Becky Hammonds!!! :yes:


----------



## Spurs4Life (Jul 9, 2002)

Jackie Stiles


----------



## p (Jul 17, 2002)

where da funk is Sue Bird?

she plays the 1 spot fa' sho'...

peace

(old post i see)


----------



## The Phoenix (Jul 12, 2002)

SUE BIRD!!!!!!!!!!!!!!!!!!!!!!!!!!!!!!!!!!!!!!!!


----------



## Sir I Gotta Go (Jul 7, 2002)

Sue Bird:yes:


----------



## FSH (Aug 3, 2002)

Allison Feaster FO SHO!!!!!!!! And Sue Bird is pretty hot


----------



## Mr.

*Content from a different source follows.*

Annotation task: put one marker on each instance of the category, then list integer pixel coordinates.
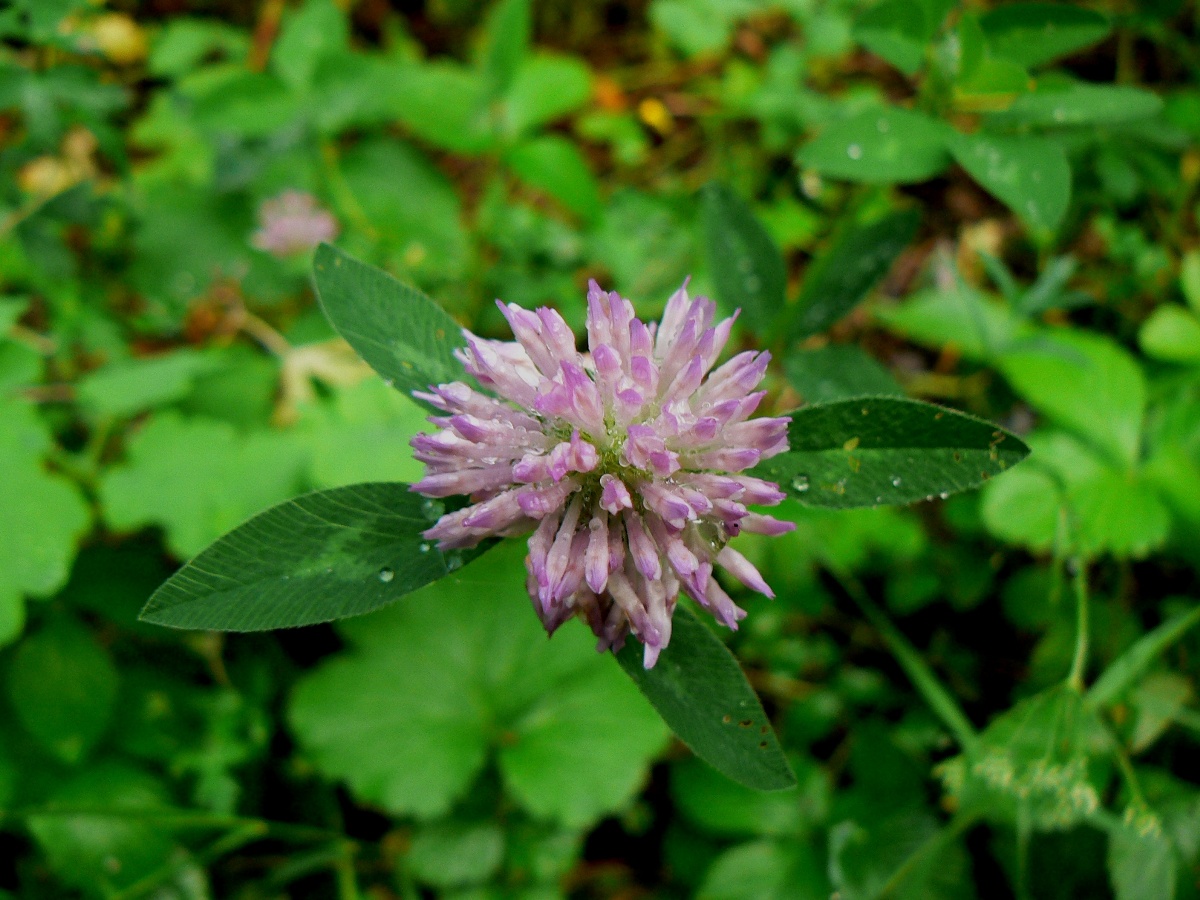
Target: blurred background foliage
(990, 205)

Vin Diesel (Aug 10, 2002)

I like Jackie Stiles, her kinda trailor trash looks turn me on idk why but they do


----------



## mike (Jun 11, 2002)

sue bird and sheryl swoopes


----------



## JaK (Aug 13, 2002)

Sue Bird baby!!


----------



## OZZY (Jun 14, 2002)

It is Sue Bird, end of story.


----------



## riddler (Aug 25, 2002)

who wouldnt pick sue bird?


----------



## Chef (Nov 24, 2002)

She doesn't play in the WNBA (yet  )

He plays in Spain. 18 years old


----------



## TRACIELOVESCOMETS (May 14, 2003)

*???*

CYNTHIA COOPER,JANETH ARCAIN,AND REBECCA LOBO!


----------



## jced_tramonte (May 4, 2003)

*Sue*

Sue Who else??? :yes:


----------



## BeckyFan25 (May 25, 2003)

Becky Hammon is the hottest player in the WNBA !!!!!!!!!


----------



## digital jello (Jan 10, 2003)

I'd say Sue Bird, but come on guys, put some pics up!


----------



## ***Finch*** (Feb 17, 2003)

> Originally posted by <b>Chef</b>!
> She doesn't play in the WNBA (yet  )
> 
> He plays in Spain. 18 years old


she looks like shes more like 12 then 18......:yes:


----------



## southpmpo (May 27, 2003)

Stacey Dales, Kaite Christensen & Nicky McCray


----------



## Peja Vu (Jun 9, 2002)

> Originally posted by <b>digital jello</b>!
> I'd say Sue Bird, but come on guys, put some pics up!



Sue Bird Pics


----------



## TitleIX (May 15, 2003)

*Any support for (re)moving this thread?*

I find it degrading - put it on the NBA/men's side where they can leer and jerk off to their hearts (d*cks) content.


----------